Genetic mutations in the leptin pathway can be a cause of human obesity. It is still unknown whether leptin can be effective in the treatment of fully established morbid obesity and its endocrine and metabolic consequences in adults. To test the hypothesis that leptin has a key role in metabolic and endocrine regulation in adults, we examined the effects of human leptin replacement in the only three adults identified to date who have genetically based leptin deficiency. We treated these three morbidly obese homozygous leptin-deficient adult patients with recombinant human leptin at low, physiological replacement doses in the range of 0.01-0.04 mg/kg for 18 months. Patients were hypogonadal, and one of them also had type 2 diabetes mellitus. We chose the doses of recombinant methionyl human leptin that would achieve normal leptin concentrations and administered them daily in the evening to model the normal circadian variation in endogenous leptin. The mean body mass index dropped from 51.2 +/- 2.5 (mean +/- SEM) at baseline to 26.9 +/- 2.1 kg/m2 after 18 months of treatment, mainly because of loss of fat mass. We document here that leptin replacement therapy in leptin-deficient adults with established morbid obesity results in profound weight loss, increased physical activity, changes in endocrine function and metabolism, including resolution of type 2 diabetes mellitus and hypogonadism, and beneficial effects on ingestive and noningestive behavior. These results highlight the role of the leptin pathway in adults with key effects on the regulation of body weight, gonadal function, and behavior.

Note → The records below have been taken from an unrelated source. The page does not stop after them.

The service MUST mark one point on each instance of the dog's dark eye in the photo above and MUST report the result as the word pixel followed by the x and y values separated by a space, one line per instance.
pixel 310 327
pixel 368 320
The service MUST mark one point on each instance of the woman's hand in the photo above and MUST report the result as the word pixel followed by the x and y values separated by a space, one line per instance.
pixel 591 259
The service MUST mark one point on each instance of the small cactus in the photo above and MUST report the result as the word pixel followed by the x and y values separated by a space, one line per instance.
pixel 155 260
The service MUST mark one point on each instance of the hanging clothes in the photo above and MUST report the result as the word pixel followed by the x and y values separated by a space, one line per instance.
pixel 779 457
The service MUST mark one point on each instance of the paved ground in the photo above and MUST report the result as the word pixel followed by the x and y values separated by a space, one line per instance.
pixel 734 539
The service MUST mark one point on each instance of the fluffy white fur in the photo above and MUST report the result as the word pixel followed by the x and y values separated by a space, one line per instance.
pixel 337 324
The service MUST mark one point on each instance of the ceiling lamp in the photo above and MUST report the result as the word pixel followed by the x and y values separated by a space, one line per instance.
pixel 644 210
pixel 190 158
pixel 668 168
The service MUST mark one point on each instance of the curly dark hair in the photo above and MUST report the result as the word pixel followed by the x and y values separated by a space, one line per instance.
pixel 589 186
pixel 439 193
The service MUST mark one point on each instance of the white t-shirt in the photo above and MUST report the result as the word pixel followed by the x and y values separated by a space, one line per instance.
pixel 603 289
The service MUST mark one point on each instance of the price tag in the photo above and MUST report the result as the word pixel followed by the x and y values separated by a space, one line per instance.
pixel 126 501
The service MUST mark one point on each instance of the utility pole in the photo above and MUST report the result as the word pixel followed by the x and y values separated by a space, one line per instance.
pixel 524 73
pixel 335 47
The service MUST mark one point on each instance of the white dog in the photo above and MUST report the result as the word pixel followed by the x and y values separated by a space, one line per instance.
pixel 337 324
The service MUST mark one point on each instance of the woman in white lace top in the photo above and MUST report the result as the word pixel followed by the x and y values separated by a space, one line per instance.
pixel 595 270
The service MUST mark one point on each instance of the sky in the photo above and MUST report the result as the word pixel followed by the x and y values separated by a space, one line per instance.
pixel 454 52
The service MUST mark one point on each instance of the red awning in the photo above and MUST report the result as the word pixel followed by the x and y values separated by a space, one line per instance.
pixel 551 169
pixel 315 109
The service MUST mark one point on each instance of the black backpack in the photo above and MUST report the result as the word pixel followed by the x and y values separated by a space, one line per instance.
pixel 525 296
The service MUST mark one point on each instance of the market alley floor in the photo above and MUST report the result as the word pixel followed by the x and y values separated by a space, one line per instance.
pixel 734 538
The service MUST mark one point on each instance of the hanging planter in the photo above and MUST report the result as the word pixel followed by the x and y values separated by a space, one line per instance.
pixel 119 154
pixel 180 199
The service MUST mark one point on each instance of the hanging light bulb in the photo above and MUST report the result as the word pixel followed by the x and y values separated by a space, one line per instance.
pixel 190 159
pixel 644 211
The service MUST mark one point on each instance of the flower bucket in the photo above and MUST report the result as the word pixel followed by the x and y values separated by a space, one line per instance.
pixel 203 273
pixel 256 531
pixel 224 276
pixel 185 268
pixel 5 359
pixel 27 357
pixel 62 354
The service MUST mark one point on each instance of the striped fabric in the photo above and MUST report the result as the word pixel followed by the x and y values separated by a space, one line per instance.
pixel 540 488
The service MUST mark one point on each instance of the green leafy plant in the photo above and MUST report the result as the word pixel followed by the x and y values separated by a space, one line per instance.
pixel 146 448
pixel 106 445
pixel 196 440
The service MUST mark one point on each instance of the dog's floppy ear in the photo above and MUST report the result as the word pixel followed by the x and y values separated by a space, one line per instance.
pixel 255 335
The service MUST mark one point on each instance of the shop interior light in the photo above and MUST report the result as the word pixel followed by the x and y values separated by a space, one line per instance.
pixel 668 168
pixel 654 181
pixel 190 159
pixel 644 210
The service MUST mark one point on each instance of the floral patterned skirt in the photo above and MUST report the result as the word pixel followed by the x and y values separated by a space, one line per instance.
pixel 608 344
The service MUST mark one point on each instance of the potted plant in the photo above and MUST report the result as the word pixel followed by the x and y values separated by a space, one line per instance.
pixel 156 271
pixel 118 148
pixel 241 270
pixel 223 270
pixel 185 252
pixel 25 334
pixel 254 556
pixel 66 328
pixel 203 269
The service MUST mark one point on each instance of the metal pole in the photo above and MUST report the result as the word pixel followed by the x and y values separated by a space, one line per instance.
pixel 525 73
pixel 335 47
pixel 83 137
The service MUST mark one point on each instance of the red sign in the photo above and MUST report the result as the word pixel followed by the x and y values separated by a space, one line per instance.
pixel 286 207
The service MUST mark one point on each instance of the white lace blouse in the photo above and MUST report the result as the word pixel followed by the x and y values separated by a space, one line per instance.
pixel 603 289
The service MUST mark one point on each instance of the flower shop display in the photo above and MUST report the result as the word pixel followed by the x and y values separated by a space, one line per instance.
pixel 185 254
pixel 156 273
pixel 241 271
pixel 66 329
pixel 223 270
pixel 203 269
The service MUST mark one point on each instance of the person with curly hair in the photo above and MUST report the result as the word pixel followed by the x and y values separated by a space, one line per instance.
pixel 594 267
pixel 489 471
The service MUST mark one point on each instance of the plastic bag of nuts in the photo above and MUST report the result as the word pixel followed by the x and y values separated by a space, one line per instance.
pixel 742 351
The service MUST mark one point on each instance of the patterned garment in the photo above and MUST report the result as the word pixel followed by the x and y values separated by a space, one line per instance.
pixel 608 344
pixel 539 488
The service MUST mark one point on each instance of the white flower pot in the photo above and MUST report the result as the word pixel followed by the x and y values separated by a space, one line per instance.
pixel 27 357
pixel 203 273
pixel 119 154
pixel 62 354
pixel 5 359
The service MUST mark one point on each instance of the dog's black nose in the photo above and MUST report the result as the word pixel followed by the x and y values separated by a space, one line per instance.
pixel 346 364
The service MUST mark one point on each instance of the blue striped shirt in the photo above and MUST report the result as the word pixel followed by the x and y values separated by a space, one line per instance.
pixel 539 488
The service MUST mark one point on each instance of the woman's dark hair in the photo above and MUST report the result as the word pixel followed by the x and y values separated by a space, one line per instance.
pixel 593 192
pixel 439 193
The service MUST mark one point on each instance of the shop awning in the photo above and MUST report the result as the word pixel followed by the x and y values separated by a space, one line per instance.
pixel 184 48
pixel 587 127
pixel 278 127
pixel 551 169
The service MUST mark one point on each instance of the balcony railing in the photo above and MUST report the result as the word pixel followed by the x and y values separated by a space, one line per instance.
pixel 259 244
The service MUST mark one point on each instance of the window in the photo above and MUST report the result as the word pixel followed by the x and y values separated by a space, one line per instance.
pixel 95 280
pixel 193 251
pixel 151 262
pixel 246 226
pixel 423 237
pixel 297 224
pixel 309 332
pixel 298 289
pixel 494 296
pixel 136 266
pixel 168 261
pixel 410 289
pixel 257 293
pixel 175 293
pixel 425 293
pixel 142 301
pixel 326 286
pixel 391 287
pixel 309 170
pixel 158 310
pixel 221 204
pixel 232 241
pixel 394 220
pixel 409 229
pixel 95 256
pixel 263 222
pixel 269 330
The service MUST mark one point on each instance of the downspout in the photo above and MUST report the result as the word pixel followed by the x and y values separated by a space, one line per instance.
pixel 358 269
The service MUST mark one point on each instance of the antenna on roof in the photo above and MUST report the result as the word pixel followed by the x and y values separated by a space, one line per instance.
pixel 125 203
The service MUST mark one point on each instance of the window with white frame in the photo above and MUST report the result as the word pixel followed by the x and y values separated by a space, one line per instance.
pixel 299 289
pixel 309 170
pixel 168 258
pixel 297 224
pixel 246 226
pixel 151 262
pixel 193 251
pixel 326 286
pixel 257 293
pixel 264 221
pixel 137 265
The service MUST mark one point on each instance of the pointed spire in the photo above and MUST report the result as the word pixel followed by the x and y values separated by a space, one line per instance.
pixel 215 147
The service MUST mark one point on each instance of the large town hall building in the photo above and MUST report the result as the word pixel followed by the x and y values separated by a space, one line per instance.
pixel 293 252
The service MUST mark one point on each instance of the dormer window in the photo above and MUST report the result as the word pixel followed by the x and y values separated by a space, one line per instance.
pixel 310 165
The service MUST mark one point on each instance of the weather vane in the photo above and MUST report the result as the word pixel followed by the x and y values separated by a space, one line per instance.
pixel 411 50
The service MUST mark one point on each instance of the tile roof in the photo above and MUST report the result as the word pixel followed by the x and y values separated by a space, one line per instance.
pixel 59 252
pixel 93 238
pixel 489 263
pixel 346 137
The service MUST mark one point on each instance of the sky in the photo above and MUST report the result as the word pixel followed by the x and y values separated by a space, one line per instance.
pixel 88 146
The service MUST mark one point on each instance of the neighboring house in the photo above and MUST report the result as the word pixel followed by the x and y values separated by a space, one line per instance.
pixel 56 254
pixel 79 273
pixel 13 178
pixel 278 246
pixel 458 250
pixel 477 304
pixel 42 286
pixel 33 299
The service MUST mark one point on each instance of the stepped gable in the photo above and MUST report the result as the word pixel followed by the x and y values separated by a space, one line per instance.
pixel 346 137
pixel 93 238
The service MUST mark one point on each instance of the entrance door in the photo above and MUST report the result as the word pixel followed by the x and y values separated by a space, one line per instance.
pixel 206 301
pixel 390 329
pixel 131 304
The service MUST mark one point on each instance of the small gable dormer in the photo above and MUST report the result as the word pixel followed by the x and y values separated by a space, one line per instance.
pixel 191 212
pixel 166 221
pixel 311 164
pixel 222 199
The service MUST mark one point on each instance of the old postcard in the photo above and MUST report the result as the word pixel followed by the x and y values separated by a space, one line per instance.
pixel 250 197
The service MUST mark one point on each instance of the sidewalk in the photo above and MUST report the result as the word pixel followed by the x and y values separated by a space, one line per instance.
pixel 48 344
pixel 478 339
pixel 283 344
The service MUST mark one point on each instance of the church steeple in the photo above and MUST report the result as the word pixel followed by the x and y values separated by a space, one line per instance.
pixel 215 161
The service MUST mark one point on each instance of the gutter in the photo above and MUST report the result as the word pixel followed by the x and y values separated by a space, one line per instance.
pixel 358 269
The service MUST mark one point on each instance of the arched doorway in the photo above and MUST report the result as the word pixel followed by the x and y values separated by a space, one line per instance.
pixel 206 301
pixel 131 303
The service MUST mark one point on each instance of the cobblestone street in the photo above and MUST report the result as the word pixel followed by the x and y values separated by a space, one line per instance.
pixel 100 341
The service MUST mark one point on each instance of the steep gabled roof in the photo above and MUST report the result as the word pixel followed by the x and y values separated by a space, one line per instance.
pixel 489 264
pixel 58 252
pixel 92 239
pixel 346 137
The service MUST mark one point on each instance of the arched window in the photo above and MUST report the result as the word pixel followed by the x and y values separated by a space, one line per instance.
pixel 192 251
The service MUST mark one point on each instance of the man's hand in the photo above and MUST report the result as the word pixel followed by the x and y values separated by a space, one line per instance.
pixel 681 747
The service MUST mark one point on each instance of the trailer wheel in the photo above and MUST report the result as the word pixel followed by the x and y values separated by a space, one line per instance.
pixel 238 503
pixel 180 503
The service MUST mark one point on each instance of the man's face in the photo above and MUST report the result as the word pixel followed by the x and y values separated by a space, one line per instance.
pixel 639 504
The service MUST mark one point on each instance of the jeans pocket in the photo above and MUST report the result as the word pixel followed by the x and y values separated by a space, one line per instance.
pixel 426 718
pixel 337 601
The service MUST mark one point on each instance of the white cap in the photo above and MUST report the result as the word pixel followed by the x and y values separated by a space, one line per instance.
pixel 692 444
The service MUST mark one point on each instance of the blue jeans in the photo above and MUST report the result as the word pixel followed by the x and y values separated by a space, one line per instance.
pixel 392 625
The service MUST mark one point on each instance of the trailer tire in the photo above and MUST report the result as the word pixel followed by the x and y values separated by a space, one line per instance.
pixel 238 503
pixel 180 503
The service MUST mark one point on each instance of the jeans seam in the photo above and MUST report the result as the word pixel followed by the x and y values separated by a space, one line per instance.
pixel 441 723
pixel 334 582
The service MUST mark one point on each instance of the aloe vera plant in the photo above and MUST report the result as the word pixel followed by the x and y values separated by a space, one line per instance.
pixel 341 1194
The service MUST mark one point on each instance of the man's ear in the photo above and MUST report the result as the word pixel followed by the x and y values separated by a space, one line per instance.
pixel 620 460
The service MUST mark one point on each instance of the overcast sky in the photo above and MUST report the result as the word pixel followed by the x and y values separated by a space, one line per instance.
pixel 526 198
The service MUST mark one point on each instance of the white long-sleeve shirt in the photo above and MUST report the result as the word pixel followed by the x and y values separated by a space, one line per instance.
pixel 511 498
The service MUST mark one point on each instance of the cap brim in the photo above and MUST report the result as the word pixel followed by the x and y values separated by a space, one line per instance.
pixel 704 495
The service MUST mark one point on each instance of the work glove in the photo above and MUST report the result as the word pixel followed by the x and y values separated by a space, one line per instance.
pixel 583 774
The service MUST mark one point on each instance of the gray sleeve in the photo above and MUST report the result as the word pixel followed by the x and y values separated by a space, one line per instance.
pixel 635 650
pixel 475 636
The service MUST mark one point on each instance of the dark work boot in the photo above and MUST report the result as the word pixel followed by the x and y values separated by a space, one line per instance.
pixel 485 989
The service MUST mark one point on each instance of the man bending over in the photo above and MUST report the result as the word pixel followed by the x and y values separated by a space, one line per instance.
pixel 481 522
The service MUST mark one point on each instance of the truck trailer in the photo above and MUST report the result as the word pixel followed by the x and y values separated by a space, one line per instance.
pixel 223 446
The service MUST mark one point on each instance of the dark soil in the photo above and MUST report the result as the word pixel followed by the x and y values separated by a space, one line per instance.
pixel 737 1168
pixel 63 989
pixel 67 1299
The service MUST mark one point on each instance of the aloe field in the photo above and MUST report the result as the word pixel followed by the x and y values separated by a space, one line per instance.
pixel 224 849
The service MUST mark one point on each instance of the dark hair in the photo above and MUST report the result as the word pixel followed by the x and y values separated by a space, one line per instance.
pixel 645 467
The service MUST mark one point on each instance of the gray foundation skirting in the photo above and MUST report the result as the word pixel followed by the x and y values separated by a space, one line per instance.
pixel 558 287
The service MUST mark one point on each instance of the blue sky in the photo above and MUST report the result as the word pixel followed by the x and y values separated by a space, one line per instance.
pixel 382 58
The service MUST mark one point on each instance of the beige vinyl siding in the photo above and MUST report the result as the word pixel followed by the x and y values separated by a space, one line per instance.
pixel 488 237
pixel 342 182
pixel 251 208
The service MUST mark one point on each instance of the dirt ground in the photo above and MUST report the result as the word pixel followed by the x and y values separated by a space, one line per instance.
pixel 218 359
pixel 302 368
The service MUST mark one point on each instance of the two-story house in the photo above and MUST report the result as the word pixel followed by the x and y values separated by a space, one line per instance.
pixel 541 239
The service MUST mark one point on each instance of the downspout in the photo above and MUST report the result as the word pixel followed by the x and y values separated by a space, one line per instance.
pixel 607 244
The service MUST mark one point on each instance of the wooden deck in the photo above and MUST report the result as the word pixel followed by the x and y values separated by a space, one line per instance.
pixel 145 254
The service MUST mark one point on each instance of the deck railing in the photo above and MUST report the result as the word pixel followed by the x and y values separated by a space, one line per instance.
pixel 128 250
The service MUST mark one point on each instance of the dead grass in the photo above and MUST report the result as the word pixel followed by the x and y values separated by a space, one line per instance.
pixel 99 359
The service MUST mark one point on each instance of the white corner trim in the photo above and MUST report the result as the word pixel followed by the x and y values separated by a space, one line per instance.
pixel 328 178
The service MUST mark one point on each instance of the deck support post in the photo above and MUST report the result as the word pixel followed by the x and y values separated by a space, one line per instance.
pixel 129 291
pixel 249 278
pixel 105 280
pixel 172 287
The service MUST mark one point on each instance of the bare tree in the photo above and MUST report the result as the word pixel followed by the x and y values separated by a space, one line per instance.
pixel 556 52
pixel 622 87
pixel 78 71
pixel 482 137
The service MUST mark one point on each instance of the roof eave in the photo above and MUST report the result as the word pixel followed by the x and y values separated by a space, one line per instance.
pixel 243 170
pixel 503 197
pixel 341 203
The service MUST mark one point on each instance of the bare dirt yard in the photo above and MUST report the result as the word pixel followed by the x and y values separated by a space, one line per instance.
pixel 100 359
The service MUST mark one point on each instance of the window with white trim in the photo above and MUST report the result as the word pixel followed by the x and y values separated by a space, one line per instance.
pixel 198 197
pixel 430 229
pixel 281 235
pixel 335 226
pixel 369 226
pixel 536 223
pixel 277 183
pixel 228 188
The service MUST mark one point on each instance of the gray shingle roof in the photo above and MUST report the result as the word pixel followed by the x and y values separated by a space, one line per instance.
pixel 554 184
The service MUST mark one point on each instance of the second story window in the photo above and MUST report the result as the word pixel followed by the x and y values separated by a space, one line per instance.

Maintenance of a reduced body weight is associated with decreased 24-hour energy expenditure, and decreased circulating concentrations of leptin and thyroid hormones. To determine whether these adaptive metabolic and endocrine changes are partly leptin-mediated, we measured body composition, aspects of energy expenditure, and circulating concentrations of leptin and thyroid hormones in 4 subjects at 3 time points: 1.) Usual body weight; 2.) While stable at 10% reduced body weight; and 3.) During a 5-week period at 10% reduced body weight while receiving twice per day leptin injections that restored 8 AM circulating leptin concentrations to those seen at usual body weight. During maintenance of a 10% reduced body weight, circulating T3, T4, and leptin concentrations were decreased. All of these endocrine changes were reversed by administration of "replacement" doses of leptin (r-metHuLeptin). Indirect calorimetry, and subtle changes in body composition associated with leptin administration, were used to calculate the net change in stored calories and in 24-hour energy expenditure. Total energy expenditure increased in all subjects during r-metHuLeptin administration. These data indicate that decrease leptin concentrations resulting from loss of fat mass account for some aspects of the endocrine/metabolic phenotype associated with the weight-reduced state.